Today I sat behind a family I’ve known since Eric and I joined the Temple in 1981. Two daughters, a husband and wife. The older daughter is Sam’s age and they went through Temple school together. The mother worked in the same hospital as Eric and was principal of the Temple school for many of the years Eric was a teacher.

They switched seats often during the service, standing for a prayer and then shifting around. They chatted and put their arms across each others’ backs and tapped hands and leaned against a shoulder off and on. I loved watching their connection and affection and wondered what it feels like to have the same husband for all those years, to have your mother and father still together, to have a family unit uninterrupted by loss.

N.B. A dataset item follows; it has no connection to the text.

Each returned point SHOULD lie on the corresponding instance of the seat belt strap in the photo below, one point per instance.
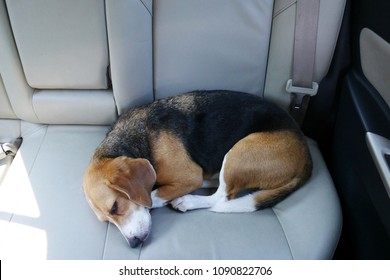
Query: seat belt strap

My kids and I have the kind of connection and affection I witnessed today, but there’s that hole that never goes away. We’ve walked a long way through our grief and are all living lucky lives in so many ways. But still, there’s a particularly piercing sadness during these High Holy Days that meant so much to Eric. I think about how life would be if Eric was still here — would we all be together at the Temple, would we each be living where we are now, with the same partners, the same work?

Probably not for most of those questions. But I still have Eric’s jacket and it’s back hanging in my study, a trick I thought of two years ago. I can almost see him in it. He’s smiling, watching me at my desk, happy to know I’m writing, happy to know that the kids and I are okay.

Sometimes we’re sad, but we’re okay.